Le lendemain, de grand matin, M. et Mme de Sibran, inquiets et tremblants, entraient précipitamment chez M. de Nancé. Il leur apprit avec tous les ménagements possibles la triste et douce fin de leur fils. Le désespoir des parents fut effrayant. Ils se reprochaient de n'avoir pas deviné le danger, de l'avoir abandonné le dernier mois de son existence, de l'avoir laissé mourir dans une famille étrangère. Ils demandèrent à voir le corps inanimé de leur fils, et là, à genoux près de ce lit de mort, ils demandèrent pardon à Maurice de leur aveuglement.
—Mon fils, mon cher fils! s'écria la mère, si j'avais eu le moindre soupçon de la gravité de ton état, je ne t'aurais jamais quitté. Plutôt perdre toute ma fortune et la dernière bénédiction de mon père; que le dernier soupir de mon fils.
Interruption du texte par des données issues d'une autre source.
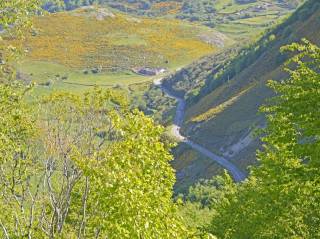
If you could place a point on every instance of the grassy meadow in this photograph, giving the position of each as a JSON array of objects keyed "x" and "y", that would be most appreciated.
[{"x": 76, "y": 50}]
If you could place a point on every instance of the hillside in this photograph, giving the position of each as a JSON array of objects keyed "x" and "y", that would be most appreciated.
[
  {"x": 239, "y": 19},
  {"x": 223, "y": 115},
  {"x": 110, "y": 48}
]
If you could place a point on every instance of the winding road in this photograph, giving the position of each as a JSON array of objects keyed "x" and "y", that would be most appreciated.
[{"x": 236, "y": 173}]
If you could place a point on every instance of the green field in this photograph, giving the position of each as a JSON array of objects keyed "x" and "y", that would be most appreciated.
[{"x": 60, "y": 57}]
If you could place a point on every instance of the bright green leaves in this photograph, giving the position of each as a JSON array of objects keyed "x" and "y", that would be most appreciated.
[{"x": 281, "y": 198}]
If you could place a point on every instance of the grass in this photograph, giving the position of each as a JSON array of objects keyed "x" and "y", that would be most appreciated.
[
  {"x": 67, "y": 46},
  {"x": 115, "y": 42}
]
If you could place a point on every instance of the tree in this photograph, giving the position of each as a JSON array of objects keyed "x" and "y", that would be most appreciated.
[
  {"x": 77, "y": 166},
  {"x": 281, "y": 198}
]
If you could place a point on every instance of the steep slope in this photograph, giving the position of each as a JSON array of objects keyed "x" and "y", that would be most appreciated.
[{"x": 223, "y": 116}]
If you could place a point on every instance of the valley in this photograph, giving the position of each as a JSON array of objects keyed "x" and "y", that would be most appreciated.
[
  {"x": 159, "y": 119},
  {"x": 92, "y": 46}
]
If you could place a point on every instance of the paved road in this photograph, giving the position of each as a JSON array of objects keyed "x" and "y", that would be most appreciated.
[{"x": 237, "y": 174}]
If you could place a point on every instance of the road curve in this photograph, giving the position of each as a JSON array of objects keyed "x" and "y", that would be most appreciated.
[{"x": 236, "y": 173}]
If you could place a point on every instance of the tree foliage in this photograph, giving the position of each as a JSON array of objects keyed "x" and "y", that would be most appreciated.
[
  {"x": 78, "y": 166},
  {"x": 281, "y": 198}
]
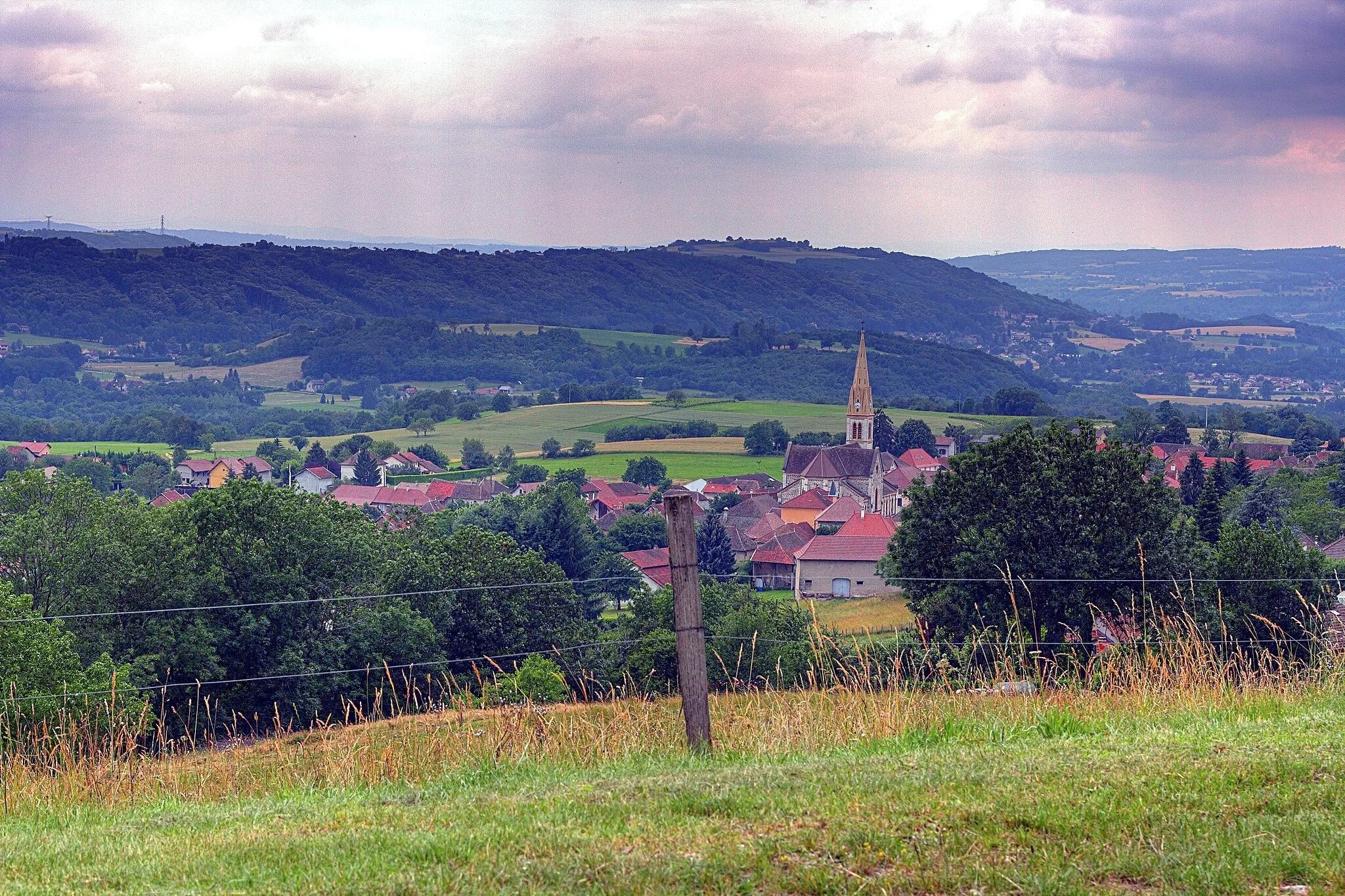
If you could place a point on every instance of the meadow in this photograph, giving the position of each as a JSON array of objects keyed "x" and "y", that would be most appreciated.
[
  {"x": 272, "y": 373},
  {"x": 682, "y": 467},
  {"x": 1202, "y": 788},
  {"x": 526, "y": 427},
  {"x": 121, "y": 448}
]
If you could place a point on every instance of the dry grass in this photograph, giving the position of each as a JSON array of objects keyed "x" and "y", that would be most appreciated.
[
  {"x": 857, "y": 692},
  {"x": 712, "y": 445},
  {"x": 861, "y": 616}
]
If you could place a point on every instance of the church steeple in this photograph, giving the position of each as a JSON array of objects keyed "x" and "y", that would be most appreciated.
[{"x": 860, "y": 412}]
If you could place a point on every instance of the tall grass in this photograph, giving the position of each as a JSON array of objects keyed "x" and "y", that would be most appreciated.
[{"x": 104, "y": 752}]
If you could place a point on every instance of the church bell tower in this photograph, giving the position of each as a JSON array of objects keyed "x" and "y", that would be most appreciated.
[{"x": 860, "y": 412}]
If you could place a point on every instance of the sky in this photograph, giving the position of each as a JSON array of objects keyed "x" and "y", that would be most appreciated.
[{"x": 938, "y": 128}]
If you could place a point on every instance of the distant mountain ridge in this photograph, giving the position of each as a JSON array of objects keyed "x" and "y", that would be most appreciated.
[
  {"x": 194, "y": 295},
  {"x": 1195, "y": 282}
]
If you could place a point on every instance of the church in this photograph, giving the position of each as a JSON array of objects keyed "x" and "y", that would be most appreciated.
[{"x": 853, "y": 469}]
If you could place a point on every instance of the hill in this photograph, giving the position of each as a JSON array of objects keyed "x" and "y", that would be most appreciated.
[
  {"x": 418, "y": 350},
  {"x": 211, "y": 295},
  {"x": 1197, "y": 282},
  {"x": 845, "y": 793}
]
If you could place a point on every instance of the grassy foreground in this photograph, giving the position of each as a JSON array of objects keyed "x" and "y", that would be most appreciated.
[{"x": 847, "y": 792}]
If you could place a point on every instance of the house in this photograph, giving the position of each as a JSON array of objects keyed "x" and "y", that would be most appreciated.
[
  {"x": 22, "y": 453},
  {"x": 870, "y": 526},
  {"x": 772, "y": 563},
  {"x": 896, "y": 484},
  {"x": 1261, "y": 450},
  {"x": 839, "y": 566},
  {"x": 478, "y": 492},
  {"x": 654, "y": 566},
  {"x": 748, "y": 482},
  {"x": 195, "y": 472},
  {"x": 921, "y": 459},
  {"x": 315, "y": 480},
  {"x": 228, "y": 468},
  {"x": 169, "y": 498},
  {"x": 853, "y": 469},
  {"x": 806, "y": 507},
  {"x": 604, "y": 496},
  {"x": 347, "y": 469},
  {"x": 839, "y": 511},
  {"x": 1336, "y": 550},
  {"x": 413, "y": 461}
]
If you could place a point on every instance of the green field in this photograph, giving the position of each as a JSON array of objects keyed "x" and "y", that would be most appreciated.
[
  {"x": 120, "y": 448},
  {"x": 1152, "y": 793},
  {"x": 525, "y": 429},
  {"x": 681, "y": 465},
  {"x": 29, "y": 339},
  {"x": 594, "y": 336}
]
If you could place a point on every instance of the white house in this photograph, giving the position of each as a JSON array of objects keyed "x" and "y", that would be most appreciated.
[{"x": 315, "y": 480}]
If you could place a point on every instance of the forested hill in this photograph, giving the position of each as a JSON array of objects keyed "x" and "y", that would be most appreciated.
[{"x": 246, "y": 293}]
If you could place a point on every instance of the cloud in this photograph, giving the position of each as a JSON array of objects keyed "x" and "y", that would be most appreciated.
[{"x": 47, "y": 26}]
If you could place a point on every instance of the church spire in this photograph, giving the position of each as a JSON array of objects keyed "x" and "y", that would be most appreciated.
[{"x": 860, "y": 412}]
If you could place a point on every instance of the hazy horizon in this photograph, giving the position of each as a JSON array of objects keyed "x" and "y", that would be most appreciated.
[{"x": 933, "y": 128}]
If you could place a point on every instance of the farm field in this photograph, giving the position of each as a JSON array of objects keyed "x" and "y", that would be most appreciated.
[
  {"x": 1199, "y": 433},
  {"x": 273, "y": 373},
  {"x": 594, "y": 336},
  {"x": 29, "y": 339},
  {"x": 120, "y": 448},
  {"x": 1216, "y": 792},
  {"x": 682, "y": 467},
  {"x": 856, "y": 616},
  {"x": 1200, "y": 400},
  {"x": 525, "y": 429}
]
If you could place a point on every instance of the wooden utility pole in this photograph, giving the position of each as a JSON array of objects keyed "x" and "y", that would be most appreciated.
[{"x": 686, "y": 620}]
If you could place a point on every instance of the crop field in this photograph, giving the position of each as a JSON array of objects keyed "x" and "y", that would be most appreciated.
[
  {"x": 857, "y": 616},
  {"x": 273, "y": 373},
  {"x": 1200, "y": 400},
  {"x": 120, "y": 448},
  {"x": 525, "y": 429},
  {"x": 682, "y": 467},
  {"x": 847, "y": 792},
  {"x": 29, "y": 339},
  {"x": 594, "y": 336}
]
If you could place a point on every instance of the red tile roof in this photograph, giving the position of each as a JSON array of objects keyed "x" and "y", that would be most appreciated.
[
  {"x": 844, "y": 547},
  {"x": 839, "y": 511},
  {"x": 653, "y": 563},
  {"x": 870, "y": 524},
  {"x": 810, "y": 500},
  {"x": 919, "y": 458}
]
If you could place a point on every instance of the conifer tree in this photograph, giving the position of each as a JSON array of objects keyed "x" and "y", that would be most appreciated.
[
  {"x": 713, "y": 551},
  {"x": 1242, "y": 469},
  {"x": 1210, "y": 516},
  {"x": 1192, "y": 481},
  {"x": 366, "y": 469}
]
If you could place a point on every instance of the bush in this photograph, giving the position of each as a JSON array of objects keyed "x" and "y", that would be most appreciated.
[
  {"x": 536, "y": 680},
  {"x": 767, "y": 437},
  {"x": 525, "y": 473}
]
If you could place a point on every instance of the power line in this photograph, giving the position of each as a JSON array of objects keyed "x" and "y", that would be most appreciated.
[
  {"x": 314, "y": 675},
  {"x": 619, "y": 578},
  {"x": 299, "y": 601},
  {"x": 600, "y": 644}
]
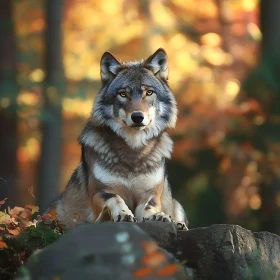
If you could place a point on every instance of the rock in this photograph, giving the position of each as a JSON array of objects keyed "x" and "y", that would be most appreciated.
[
  {"x": 124, "y": 251},
  {"x": 222, "y": 251},
  {"x": 103, "y": 251}
]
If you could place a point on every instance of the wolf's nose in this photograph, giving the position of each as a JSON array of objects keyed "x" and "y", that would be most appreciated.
[{"x": 137, "y": 117}]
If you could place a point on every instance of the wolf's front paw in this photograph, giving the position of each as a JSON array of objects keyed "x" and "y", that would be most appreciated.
[
  {"x": 180, "y": 225},
  {"x": 125, "y": 216},
  {"x": 160, "y": 216}
]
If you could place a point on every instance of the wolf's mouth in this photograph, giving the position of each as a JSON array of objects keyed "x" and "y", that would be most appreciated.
[{"x": 137, "y": 126}]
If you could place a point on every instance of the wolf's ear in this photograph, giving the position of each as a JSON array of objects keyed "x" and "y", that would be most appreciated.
[
  {"x": 158, "y": 64},
  {"x": 109, "y": 67}
]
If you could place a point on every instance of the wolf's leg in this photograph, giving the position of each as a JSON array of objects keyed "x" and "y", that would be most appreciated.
[
  {"x": 151, "y": 210},
  {"x": 111, "y": 206},
  {"x": 179, "y": 216}
]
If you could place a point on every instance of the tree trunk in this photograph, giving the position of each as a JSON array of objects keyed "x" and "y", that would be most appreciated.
[
  {"x": 8, "y": 115},
  {"x": 49, "y": 167}
]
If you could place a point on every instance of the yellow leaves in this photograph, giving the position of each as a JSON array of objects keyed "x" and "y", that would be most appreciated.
[
  {"x": 28, "y": 98},
  {"x": 168, "y": 270},
  {"x": 37, "y": 75},
  {"x": 32, "y": 208},
  {"x": 143, "y": 272},
  {"x": 76, "y": 106},
  {"x": 211, "y": 39},
  {"x": 216, "y": 56}
]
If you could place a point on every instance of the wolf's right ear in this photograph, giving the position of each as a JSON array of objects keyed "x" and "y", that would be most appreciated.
[{"x": 109, "y": 67}]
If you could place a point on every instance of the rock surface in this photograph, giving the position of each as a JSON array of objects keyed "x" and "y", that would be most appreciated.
[
  {"x": 103, "y": 251},
  {"x": 124, "y": 251},
  {"x": 222, "y": 251}
]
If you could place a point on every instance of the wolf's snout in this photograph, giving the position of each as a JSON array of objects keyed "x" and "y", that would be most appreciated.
[{"x": 137, "y": 117}]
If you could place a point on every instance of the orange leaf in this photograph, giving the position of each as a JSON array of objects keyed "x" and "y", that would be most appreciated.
[
  {"x": 143, "y": 272},
  {"x": 53, "y": 214},
  {"x": 149, "y": 247},
  {"x": 15, "y": 231},
  {"x": 154, "y": 260},
  {"x": 32, "y": 208},
  {"x": 3, "y": 201},
  {"x": 168, "y": 270},
  {"x": 3, "y": 245}
]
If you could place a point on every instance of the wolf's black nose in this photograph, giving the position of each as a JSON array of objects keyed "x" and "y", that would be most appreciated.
[{"x": 137, "y": 117}]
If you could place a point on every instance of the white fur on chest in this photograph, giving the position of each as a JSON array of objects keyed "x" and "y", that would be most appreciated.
[{"x": 140, "y": 181}]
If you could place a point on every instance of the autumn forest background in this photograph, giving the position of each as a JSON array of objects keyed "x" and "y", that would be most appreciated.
[{"x": 224, "y": 60}]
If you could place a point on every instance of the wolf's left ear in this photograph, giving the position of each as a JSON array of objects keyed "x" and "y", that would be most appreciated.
[
  {"x": 109, "y": 67},
  {"x": 158, "y": 64}
]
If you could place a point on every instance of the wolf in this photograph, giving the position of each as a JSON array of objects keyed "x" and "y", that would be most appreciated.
[{"x": 122, "y": 175}]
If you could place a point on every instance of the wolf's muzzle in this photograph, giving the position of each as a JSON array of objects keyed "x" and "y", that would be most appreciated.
[{"x": 137, "y": 117}]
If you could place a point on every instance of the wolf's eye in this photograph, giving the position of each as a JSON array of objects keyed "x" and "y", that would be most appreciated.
[
  {"x": 149, "y": 92},
  {"x": 122, "y": 94}
]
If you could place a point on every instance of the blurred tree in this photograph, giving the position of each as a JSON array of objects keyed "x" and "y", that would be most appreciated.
[
  {"x": 49, "y": 167},
  {"x": 8, "y": 114},
  {"x": 264, "y": 85}
]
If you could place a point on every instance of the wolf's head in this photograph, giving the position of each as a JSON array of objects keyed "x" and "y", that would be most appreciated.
[{"x": 135, "y": 100}]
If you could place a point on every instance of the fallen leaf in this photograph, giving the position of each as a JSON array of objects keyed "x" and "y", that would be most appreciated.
[
  {"x": 53, "y": 214},
  {"x": 4, "y": 218},
  {"x": 143, "y": 272},
  {"x": 168, "y": 270},
  {"x": 14, "y": 212},
  {"x": 32, "y": 208}
]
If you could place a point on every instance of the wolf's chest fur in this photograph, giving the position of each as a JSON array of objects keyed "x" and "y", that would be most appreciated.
[{"x": 133, "y": 181}]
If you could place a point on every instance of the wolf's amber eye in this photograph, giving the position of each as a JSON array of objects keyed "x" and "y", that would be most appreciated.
[
  {"x": 122, "y": 94},
  {"x": 149, "y": 92}
]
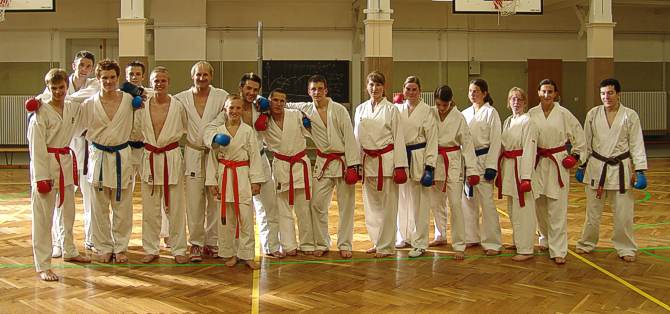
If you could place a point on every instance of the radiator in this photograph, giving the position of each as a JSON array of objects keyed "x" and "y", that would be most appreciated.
[
  {"x": 652, "y": 107},
  {"x": 14, "y": 120}
]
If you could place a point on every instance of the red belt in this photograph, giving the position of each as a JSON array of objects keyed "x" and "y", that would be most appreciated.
[
  {"x": 377, "y": 153},
  {"x": 329, "y": 157},
  {"x": 61, "y": 178},
  {"x": 442, "y": 151},
  {"x": 166, "y": 175},
  {"x": 297, "y": 158},
  {"x": 511, "y": 154},
  {"x": 549, "y": 153},
  {"x": 232, "y": 164}
]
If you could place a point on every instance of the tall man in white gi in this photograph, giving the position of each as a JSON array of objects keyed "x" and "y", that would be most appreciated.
[
  {"x": 53, "y": 172},
  {"x": 203, "y": 103},
  {"x": 336, "y": 149},
  {"x": 613, "y": 141},
  {"x": 163, "y": 122},
  {"x": 107, "y": 118},
  {"x": 551, "y": 181},
  {"x": 285, "y": 137}
]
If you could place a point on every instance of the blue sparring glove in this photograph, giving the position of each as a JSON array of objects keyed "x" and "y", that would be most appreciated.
[
  {"x": 137, "y": 102},
  {"x": 221, "y": 139},
  {"x": 428, "y": 176},
  {"x": 132, "y": 89},
  {"x": 640, "y": 180},
  {"x": 579, "y": 175},
  {"x": 490, "y": 174}
]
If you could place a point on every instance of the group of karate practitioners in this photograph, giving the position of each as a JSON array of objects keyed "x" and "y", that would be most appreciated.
[{"x": 411, "y": 158}]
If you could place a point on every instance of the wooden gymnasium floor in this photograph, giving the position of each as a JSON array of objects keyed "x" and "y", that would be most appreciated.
[{"x": 599, "y": 282}]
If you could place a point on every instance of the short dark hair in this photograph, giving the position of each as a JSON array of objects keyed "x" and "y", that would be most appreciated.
[
  {"x": 611, "y": 82},
  {"x": 137, "y": 63},
  {"x": 84, "y": 54},
  {"x": 251, "y": 76},
  {"x": 317, "y": 79}
]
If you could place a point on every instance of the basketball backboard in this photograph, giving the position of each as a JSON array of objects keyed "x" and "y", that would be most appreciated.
[{"x": 489, "y": 6}]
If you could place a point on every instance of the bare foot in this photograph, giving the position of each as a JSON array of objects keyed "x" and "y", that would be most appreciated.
[
  {"x": 48, "y": 275},
  {"x": 522, "y": 257},
  {"x": 436, "y": 243},
  {"x": 232, "y": 261},
  {"x": 78, "y": 259}
]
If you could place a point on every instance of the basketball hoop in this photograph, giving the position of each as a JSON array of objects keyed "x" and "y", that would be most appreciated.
[{"x": 4, "y": 4}]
Ils restèrent longtemps près de Maurice sans qu'on pût les en arracher. M. de Nancé se rendit près d'eux et parvint à leur rendre un peu de calme en leur parlant de la douceur, de la résignation de Maurice, de sa tendresse pour eux, des efforts qu'il avait faits pour dissimuler ses souffrances, dans la crainte de les inquiéter et de les chagriner. Il leur parla de sa piété, des sentiments profondément religieux qui lui avaient tant fait désirer sa première communion. Isabelle les rassura sur les soins qu'il avait reçus, sur la tendresse que lui avaient témoignée M. de Nancé, François et Christine; elle leur redit toutes ses paroles, toutes ses recommandations, et enfin elle leur représenta si vivement la triste vie qu'il était destiné à mener, et ses propres terreurs devant les misères et les humiliations qu'il pressentait, qu'ils finirent par comprendre que sa fin prématurée était un bienfait de Dieu qui l'avait pris en pitié.
Ils voulurent voir, remercier et embrasser François et Christine et ils pleurèrent avec eux près du corps de Maurice.
Les jours suivants, M. de Nancé éloigna le plus possible les enfants de ces scènes de deuil. Paolo contribua beaucoup à distraire François et Christine de l'impression douloureuse qu'ils avaient ressentie.
—Que voulez-vous, mes sers enfants? Le pauvre Signor Maurice est mort comme ze mourrai, comme vous mourrez, comme le Signor de Nancé mourra, un zour. Voulez-vous qu'il vive avec les zambes crossues? Ce n'est pas zouste, ça, puisqu'il était horrible. Pourquoi voulez-vous qu'il vive horrible? Ce n'est pas zentil, ça. Puisqu'il est heureux avec le bon Zézu et les petits anzes, pourquoi voulez-vous qu'il reste à Nancé ou à Sibran, à zémir, à crier: «Mon Dieu, faites que ze meure!»